McHale has found that her participation in adventure racing has proved beneficial in other areas of her life.
“Adventure racing especially is so complex both physically and mentally that I find the experience I have gained flows out to so many other areas of my life and has helped me become a stronger person,” she said. “I love the challenges that endurance sports brings.”
While travel internationally could be a strain on an athlete’s personal life, McHale travels and competes with her husband Greg.
“I’m lucky in the fact that my husband and I race together and have been able to share so many of these experiences together,” she said.
McHale has been running for almost 13 years, and the thrill she felt when she completed her first three-kilometre run is still alive and well.
“There’s nothing better than when things come together and you cross a finish line after days of racing knowing you’ve left it all out on the race course,” said McHale.
– – –
Denise McHale’s career highlights
August 2009: Primal Quest, in South Dakota, U.S. 1,000 kilometre expedition – third place.
June 2009: Best of the West, in Alberta, 600 kilometre expedition, – first place.
May 2009: 50 mile Canadian Championships, in Victoria,BC – first female and new course record.

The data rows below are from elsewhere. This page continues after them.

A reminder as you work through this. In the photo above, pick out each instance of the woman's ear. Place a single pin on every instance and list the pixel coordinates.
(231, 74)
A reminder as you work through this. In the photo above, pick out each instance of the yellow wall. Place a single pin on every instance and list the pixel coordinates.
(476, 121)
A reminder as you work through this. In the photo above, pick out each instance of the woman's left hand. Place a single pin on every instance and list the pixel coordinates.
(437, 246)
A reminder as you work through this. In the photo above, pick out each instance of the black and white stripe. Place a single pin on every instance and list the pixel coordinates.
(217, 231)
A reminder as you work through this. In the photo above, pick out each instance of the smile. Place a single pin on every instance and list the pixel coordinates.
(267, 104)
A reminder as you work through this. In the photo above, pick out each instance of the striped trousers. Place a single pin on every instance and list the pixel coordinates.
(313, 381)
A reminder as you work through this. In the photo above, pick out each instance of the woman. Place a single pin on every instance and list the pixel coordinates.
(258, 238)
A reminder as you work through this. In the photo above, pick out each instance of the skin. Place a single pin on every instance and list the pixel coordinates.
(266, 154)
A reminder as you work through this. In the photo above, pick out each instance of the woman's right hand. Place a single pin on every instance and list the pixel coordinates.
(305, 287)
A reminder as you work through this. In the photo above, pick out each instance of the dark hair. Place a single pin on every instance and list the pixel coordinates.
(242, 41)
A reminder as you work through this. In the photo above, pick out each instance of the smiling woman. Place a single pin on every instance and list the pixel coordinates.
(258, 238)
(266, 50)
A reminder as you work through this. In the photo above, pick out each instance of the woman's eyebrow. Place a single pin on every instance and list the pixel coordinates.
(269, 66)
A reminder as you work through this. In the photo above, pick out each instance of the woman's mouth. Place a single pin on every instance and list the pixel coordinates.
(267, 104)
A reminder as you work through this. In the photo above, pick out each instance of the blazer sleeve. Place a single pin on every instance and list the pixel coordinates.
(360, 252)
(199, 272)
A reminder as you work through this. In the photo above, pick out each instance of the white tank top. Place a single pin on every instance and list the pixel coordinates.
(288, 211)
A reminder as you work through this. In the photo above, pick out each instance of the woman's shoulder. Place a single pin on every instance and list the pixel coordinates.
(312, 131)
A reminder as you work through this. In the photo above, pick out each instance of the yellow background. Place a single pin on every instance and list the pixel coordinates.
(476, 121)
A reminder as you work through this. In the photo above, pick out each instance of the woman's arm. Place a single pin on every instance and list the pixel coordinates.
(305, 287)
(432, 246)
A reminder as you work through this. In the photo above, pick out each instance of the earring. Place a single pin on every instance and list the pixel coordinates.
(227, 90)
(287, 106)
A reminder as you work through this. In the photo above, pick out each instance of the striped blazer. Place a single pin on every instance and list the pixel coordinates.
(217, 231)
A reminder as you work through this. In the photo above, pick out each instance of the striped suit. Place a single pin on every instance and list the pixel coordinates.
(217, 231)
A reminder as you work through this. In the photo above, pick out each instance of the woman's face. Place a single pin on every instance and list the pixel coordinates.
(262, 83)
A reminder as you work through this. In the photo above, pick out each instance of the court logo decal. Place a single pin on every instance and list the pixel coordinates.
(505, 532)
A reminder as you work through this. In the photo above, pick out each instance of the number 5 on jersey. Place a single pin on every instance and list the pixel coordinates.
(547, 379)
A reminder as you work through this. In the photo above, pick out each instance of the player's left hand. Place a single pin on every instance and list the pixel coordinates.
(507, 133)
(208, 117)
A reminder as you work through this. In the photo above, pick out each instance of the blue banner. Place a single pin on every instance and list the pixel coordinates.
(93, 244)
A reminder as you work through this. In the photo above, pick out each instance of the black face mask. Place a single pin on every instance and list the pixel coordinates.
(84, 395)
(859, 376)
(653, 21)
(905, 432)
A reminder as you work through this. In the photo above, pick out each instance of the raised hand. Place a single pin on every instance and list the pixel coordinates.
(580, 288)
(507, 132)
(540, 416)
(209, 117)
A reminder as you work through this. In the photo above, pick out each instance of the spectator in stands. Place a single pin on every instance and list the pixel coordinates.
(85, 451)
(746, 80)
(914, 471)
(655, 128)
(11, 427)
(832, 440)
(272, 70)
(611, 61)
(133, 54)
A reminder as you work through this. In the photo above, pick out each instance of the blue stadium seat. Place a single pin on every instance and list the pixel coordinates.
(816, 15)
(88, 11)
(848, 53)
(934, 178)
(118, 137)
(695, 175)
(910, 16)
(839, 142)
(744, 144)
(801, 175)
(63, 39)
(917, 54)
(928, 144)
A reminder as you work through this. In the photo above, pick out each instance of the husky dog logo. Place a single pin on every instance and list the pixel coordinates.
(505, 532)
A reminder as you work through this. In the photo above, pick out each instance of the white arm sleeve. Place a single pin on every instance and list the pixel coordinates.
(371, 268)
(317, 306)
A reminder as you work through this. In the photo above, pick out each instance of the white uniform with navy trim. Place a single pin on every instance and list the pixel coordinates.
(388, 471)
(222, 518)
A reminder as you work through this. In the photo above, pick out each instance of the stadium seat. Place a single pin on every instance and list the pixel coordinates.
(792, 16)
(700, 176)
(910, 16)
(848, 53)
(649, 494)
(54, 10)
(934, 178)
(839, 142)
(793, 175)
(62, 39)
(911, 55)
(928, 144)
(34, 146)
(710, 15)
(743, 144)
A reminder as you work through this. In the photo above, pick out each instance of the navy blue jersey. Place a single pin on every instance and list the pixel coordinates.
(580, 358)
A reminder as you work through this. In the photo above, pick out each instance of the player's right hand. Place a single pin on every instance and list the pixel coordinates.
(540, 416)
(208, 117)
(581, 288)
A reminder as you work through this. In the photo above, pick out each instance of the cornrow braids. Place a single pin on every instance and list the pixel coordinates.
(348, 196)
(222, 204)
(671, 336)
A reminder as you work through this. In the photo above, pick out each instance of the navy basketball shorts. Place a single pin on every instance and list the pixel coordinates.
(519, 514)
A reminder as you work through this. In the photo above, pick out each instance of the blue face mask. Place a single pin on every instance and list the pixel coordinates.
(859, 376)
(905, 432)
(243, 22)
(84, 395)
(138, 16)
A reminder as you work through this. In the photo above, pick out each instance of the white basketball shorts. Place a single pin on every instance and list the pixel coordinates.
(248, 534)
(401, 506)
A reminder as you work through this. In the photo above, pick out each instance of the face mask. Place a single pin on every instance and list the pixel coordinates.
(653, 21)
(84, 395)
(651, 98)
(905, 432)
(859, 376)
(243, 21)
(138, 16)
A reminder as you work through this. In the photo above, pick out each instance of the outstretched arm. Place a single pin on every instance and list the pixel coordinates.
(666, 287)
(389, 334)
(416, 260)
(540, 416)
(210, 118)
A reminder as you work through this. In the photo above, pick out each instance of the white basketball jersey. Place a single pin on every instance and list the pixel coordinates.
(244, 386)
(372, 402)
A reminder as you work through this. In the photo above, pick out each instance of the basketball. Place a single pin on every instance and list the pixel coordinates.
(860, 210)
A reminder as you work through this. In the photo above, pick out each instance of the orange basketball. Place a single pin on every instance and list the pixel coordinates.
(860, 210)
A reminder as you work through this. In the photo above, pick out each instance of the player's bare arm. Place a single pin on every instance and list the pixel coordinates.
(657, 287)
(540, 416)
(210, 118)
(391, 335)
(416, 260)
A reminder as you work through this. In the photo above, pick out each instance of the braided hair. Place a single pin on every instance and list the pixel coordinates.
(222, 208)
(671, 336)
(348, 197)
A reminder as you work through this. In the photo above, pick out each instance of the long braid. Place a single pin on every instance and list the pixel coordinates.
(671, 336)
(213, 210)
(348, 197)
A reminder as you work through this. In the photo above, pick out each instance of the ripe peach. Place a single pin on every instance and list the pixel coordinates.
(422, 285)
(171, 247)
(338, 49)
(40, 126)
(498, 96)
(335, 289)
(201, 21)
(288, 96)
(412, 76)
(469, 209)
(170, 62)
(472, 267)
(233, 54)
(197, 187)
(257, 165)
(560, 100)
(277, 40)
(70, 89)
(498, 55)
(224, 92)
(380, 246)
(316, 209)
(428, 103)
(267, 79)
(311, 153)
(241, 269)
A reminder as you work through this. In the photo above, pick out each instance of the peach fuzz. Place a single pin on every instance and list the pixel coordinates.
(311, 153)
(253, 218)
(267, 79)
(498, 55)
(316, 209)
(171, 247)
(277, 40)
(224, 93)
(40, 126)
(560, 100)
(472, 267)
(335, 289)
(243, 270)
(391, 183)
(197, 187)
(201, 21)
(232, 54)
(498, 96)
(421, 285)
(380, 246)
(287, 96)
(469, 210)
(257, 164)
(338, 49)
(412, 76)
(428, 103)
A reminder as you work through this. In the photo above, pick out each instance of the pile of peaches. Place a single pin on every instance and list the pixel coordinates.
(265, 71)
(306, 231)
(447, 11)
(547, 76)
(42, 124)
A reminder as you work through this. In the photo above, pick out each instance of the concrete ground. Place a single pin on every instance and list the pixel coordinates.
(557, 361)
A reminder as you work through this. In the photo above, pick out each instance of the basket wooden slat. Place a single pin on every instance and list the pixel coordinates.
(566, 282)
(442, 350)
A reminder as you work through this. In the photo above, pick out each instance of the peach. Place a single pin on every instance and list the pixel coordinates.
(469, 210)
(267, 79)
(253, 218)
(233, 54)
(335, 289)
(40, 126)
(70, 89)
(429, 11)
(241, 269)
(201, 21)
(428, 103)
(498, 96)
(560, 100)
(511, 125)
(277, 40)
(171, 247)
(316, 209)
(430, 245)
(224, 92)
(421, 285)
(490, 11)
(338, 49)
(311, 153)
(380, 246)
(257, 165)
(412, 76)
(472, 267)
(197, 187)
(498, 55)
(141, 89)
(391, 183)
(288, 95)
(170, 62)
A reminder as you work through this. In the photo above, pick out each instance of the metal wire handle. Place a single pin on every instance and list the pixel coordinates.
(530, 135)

March 2009: Rock and Ice Ultra, in NWT. 225 kilometre run – 1st female
November 2008: 100km World Championships, in Italy – first Canadian Women and 23rd female.
August 2007: Raid the North Extreme, in Prince Rupert, B.C. 600 kilometre expedition – third place.
May 2007:100km Canadian Championships, in Edmonton – first female and new course record.
December 2006: Nuevo Leon Outdoor Challenge, in Mexico – third place team.
October 2006: Extreme Adventure Hidalgo, in Mexico – second place team.
August 2006: Primal Quest, in Utah, U.S. 700 kilometre expedition – fourth place team.
May 2006: Mississauga Marathon – third place female.
2004: Calgary Marathon – 1st place female.